I’m founder and hiring manager at a tech startup company. We are looking for talented college graduates interested in making a difference. Strangely enough, while most workers in our industry are recently graduated young adults, I am not. I started this company with my two 30-something children and am charged with growing our staff by recruiting and hiring talented IT professionals.

In addition to skills, I look for driven candidates who show initiative and an entrepreneurial mindset. Finding technically savvy applicants is the easy part. Why don’t educated, capable Millennials show passion? Why do many of them settle for part-time positions or unpaid internships? Where’s the gusto…the “no guts, no glory” attitude I remember when I first looked for employment after graduation?

Surprised at Low Expectation Workforce

Dear Surprised:

It is surprising that the most well-educated generation in American history – the U.S. Department of Education reports that 34 percent of Millennials have a bachelor’s degree compared to 25 percent of Baby Boomers – are not more assertive in attaining employment.

Despite great talent and education, college graduates report that it takes twice as long to find their first job out of college today than it did in the 1970s.

Today’s graduates are children of the Great Recession saddled with a job market unfavorable to inexperience. Here’s why.

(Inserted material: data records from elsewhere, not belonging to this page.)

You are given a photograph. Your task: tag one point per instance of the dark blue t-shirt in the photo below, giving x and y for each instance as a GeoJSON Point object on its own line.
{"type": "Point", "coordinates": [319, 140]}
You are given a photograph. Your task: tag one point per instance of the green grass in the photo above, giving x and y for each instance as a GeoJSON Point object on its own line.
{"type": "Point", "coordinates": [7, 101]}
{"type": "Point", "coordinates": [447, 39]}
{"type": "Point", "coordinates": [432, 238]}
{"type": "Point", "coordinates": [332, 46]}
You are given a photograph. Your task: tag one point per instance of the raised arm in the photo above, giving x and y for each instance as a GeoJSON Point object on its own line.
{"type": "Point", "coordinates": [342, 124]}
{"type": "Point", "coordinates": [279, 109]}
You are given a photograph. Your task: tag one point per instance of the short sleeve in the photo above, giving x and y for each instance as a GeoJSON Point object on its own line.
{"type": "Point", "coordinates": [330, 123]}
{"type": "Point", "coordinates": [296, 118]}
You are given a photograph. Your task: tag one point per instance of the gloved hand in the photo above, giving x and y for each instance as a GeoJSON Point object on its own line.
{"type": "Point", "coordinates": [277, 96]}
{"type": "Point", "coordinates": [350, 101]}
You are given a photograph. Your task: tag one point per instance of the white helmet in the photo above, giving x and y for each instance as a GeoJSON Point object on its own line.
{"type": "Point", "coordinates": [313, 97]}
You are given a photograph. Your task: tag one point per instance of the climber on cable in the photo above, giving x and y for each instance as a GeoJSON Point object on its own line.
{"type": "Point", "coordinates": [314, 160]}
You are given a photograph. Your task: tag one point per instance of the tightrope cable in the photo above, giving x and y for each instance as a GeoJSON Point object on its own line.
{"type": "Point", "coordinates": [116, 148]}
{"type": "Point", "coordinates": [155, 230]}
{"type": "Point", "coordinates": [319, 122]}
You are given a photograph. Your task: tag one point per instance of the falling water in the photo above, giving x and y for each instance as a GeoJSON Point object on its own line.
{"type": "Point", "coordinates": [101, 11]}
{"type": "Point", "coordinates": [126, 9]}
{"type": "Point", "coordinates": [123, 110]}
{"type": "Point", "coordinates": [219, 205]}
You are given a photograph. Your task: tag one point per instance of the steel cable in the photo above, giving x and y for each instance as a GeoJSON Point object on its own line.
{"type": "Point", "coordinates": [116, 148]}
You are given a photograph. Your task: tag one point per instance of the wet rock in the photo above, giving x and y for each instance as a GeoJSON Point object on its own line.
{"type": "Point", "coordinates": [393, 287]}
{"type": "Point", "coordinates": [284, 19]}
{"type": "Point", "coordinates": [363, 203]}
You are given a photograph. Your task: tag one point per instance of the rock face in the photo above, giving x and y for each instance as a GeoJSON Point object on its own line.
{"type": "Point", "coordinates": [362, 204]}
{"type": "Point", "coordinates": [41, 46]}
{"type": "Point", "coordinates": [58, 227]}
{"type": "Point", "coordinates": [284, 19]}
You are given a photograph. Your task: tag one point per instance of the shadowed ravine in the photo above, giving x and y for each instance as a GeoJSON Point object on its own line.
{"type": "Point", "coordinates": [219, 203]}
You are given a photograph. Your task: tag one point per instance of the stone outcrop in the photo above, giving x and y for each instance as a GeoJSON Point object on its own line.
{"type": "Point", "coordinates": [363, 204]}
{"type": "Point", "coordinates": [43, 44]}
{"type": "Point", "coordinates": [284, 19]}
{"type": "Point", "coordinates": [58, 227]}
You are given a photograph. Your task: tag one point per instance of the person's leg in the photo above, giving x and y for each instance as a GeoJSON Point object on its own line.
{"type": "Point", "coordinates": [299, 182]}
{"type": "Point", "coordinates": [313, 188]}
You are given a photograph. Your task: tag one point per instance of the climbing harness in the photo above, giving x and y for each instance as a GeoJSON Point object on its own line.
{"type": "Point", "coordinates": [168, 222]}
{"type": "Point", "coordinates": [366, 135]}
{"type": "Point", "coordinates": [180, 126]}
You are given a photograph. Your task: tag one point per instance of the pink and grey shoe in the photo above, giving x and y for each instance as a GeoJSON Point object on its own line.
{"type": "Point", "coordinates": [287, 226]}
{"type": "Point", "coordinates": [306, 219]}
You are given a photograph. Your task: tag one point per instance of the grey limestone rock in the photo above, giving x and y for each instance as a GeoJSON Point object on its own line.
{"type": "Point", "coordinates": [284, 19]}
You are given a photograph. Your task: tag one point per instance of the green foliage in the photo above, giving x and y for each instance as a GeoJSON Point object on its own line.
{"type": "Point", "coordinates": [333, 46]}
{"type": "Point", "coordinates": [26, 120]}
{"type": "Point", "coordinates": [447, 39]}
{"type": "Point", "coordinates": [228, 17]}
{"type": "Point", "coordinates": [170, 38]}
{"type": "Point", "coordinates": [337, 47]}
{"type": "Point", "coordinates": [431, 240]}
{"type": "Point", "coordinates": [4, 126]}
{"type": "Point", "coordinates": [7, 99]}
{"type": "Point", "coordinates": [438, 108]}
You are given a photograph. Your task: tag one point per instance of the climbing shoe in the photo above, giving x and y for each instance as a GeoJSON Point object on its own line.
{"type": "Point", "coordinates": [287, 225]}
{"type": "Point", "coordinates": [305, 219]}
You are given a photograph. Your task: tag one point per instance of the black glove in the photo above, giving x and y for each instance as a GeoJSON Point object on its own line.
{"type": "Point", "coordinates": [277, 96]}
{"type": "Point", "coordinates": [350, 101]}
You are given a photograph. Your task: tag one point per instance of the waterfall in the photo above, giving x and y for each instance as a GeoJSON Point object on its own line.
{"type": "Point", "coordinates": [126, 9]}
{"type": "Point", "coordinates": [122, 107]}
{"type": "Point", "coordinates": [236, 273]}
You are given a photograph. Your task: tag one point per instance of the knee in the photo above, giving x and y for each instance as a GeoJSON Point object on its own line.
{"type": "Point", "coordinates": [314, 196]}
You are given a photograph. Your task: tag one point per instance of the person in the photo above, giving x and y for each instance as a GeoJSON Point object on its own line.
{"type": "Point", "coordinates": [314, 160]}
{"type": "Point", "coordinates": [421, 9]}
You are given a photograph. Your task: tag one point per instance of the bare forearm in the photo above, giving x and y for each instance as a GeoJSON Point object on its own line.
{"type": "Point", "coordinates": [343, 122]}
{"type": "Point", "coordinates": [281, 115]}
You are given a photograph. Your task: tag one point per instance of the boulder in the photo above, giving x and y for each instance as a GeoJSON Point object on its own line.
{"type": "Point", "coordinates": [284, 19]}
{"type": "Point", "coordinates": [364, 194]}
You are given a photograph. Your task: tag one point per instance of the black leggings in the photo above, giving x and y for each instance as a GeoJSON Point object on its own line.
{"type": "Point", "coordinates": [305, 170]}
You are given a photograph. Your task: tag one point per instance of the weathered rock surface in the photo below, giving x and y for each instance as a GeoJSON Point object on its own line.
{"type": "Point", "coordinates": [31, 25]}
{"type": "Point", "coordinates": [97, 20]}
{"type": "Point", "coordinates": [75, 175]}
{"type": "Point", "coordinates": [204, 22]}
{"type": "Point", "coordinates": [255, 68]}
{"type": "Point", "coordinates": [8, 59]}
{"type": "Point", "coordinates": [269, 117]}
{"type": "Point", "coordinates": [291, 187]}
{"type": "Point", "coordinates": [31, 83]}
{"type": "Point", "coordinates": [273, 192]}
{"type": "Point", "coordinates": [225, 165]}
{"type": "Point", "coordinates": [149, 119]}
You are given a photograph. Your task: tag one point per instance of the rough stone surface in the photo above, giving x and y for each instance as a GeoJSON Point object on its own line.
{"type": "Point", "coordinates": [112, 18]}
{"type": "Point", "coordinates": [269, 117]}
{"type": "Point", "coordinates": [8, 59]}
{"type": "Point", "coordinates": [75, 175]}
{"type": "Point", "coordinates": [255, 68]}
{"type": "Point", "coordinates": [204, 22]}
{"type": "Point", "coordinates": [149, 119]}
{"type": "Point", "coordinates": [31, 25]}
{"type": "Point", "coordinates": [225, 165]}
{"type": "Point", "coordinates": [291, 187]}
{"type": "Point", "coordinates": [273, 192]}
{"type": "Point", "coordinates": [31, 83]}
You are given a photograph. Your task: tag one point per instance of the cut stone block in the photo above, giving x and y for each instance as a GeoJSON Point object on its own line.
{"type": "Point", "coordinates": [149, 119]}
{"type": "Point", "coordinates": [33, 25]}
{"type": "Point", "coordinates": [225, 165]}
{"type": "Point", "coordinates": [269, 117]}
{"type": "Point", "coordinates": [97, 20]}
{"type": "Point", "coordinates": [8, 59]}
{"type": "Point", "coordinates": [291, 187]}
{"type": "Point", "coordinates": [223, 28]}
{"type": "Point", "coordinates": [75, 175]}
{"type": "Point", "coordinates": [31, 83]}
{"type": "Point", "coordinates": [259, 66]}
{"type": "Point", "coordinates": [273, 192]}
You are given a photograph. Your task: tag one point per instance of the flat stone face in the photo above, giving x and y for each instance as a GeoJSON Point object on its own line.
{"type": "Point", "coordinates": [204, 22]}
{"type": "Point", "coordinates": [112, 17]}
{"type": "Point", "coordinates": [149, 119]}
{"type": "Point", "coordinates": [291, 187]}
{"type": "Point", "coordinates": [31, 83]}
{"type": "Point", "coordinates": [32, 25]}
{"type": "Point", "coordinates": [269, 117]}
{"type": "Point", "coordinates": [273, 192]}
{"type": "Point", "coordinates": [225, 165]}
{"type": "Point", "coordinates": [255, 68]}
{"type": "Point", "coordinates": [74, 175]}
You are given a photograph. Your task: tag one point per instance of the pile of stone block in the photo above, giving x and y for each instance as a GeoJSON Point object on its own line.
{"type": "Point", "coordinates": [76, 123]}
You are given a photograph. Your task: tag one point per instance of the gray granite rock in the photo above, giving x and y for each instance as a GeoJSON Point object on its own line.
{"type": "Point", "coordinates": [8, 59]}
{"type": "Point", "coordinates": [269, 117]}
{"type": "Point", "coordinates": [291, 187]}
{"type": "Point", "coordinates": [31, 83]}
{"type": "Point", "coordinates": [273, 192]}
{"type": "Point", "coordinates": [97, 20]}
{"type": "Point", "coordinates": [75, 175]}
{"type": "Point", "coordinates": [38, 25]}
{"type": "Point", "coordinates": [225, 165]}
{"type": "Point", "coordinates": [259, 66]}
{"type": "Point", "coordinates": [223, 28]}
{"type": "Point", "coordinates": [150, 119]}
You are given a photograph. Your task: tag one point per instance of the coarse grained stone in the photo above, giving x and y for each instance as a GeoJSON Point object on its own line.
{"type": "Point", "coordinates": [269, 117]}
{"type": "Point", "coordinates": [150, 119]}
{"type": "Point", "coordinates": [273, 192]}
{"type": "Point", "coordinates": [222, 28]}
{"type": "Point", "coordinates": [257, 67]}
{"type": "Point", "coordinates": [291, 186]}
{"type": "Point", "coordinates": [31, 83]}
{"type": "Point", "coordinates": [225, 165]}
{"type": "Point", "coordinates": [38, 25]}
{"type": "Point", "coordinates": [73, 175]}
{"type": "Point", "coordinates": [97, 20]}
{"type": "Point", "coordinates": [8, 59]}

  • Employers frequently require young hires to have both a college degree and work experience in the form of an internship or a co-op program. Businesses have reduced their training budgets and now expect new hires to come in and succeed with little training.
  • Web-based job platforms, such as Indeed.com or CareerBuilder.com, give Millennials access to more job opportunities. Yet, with ease of access, the competition for any one job has multiplied.
  • The only way new workers can get experience is to look for internships and volunteer experiences.
  • Job searching takes weeks or even months of dedication, and knowing how to hunt for a position doesn’t always come naturally. Recruiters claim that 70 percent of jobs come from networking.
  • Employers are reluctant to hire Millennials based on the statistic that 66 percent of them say they only plan on staying with current jobs for a few years. This affects how businesses hire and train employees.

Based on these factors, Millennials have lowered their expectations for finding the perfect job. It’s not that they aren’t ambitious or willing to take initiative, they are adapting to the environment.

Next time you interview a qualified candidate, one who is looking for experience through an unpaid internship, surprise him. Congratulate him for adapting to an unfavorable marketplace. Then offer your paid position with the challenge that your new employee exceeds your expectations just as you exceeded his.